None of these factors exist in the country, thus, the term extension for this government is unconstitutional. If that has a meaning in Somaliland!


Several implications may come out of this situational legal limbo which I expect the supporters of this Administration will shamelessly rush to defend without allowing an open and fair debate about the future of the country.

First; this proves the Somaliland Constitution is incomplete and in need of amendments to fix all the loopholes including the ambiguous articles that became the roots of this crisis that keep repeating itself every election cycle. That means a national constitutional conference MUST be held. A real conference attended by representatives of all stakeholders from every groups affected by the outcome. This consultative conference should recommend concrete amendments that resolve political disputes whenever they have escalated. This Administration must allow this to take place.

Secondly; more urgently and before any constitutional review and reform are undertaken; a national conference to discuss how to manage the transition is needed. Swift, closely guarded consultation process that brings together opposition members, the ruling party and traditional elders as well as legal experts must be initiated. Clear step by step points on how to handle the Guurti’s unconstitutional disappointment action, and incase the senior in the house kicks the bucket, should be adopted and agreed by all. This will help avert any fallout incase the unexpected occurs. More importantly, this transition must recommend a government of national unity.

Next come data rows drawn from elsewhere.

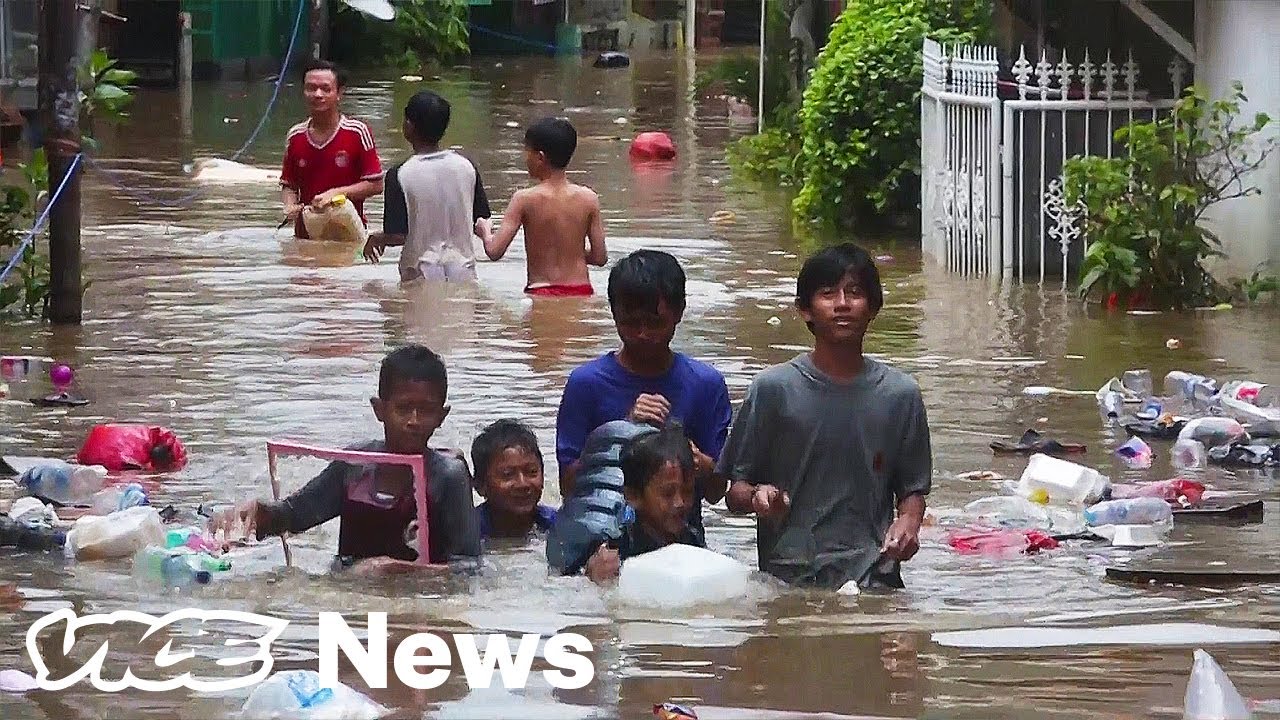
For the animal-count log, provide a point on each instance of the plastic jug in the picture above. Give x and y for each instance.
(1188, 454)
(167, 568)
(1211, 695)
(1064, 482)
(62, 483)
(1189, 387)
(1129, 511)
(1212, 432)
(298, 695)
(339, 222)
(681, 574)
(119, 534)
(118, 497)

Thirdly; tribalism made a remarkable comeback with vicious and destructive energy that swept the fragile institutions we have built over time. In result no rule of law is respected. Hence, regulations we have in the books became irrelevant. Those were trusted to safe guard the rules of law are abandoning their responsibilities. Consequently law abiding citizens are taken matters into their own hands to resolve differences. The product is chaos and we are only to blame mostly the ruling elites. The solution to this is tolerating courts to function independently. Leaders must accept the court decisions and enforce outcomes without fear or favor.

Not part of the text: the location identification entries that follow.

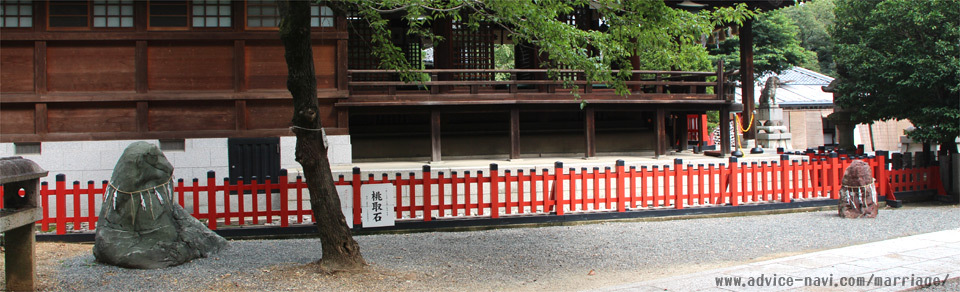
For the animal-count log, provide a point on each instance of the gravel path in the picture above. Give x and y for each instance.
(555, 258)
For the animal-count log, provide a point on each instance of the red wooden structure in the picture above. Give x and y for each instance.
(437, 195)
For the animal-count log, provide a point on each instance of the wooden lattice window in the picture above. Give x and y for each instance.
(183, 15)
(472, 49)
(63, 14)
(210, 13)
(168, 14)
(321, 16)
(581, 18)
(360, 55)
(16, 14)
(262, 14)
(98, 14)
(113, 13)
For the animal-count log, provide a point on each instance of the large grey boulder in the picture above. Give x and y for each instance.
(858, 195)
(140, 225)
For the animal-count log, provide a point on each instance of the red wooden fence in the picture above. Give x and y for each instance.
(437, 195)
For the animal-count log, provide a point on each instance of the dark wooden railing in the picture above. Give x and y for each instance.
(645, 84)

Unless the country’s current administration, elites, intellectuals, opposition parties and traditional elders realize the necessity to methodically deal with the source of this political pain cycle, which is mainly a lack of legal frame work and in the absence of easily interpreted guidelines driven from the constitution and better yet amending the constitution itself to fix the broken system, political disagreements not only will continue, but will endure to divide people and enhance the clan tendencies that evil politicians are so eager to exploit. And in result, as it turns out, in Somaliland, stability hangs on the balance and a political disaster is away from an old and fragile man’s heartbeat!

Somaliland High Court

The Constitutional Court, the High Court of Somaliland, has a role to play in all judicial conduct including political issues. We would never have been in this difficult political dilemma if the Court had been independent to reach impartial rulings. The Court has accepted the President’s call to rubber stamp the Guurti’s extension of his expired mandate. Unfortunately, we have all predicted the outcome of this sham court action, pretending to give the opposition a due process, to fool the public.

Whatever dignity and credibility left, the Court should salvage, to begin building its reputations. This is necessary for looking ahead well into the future. Let us pray that someday the court would stop acting as an extension of the Administration and miraculously gain the public’s trust.

We have been here before. The people are resilient. We shall overcome as we continue to stick to our principles of protecting the legacy and the blood of the heroes that died for this nation, believing their ultimate sacrifice would be the foundation of a prosper future for generations to come. Somaliland can do better and the President can leave a better legacy if and only if he is the one calling the shots!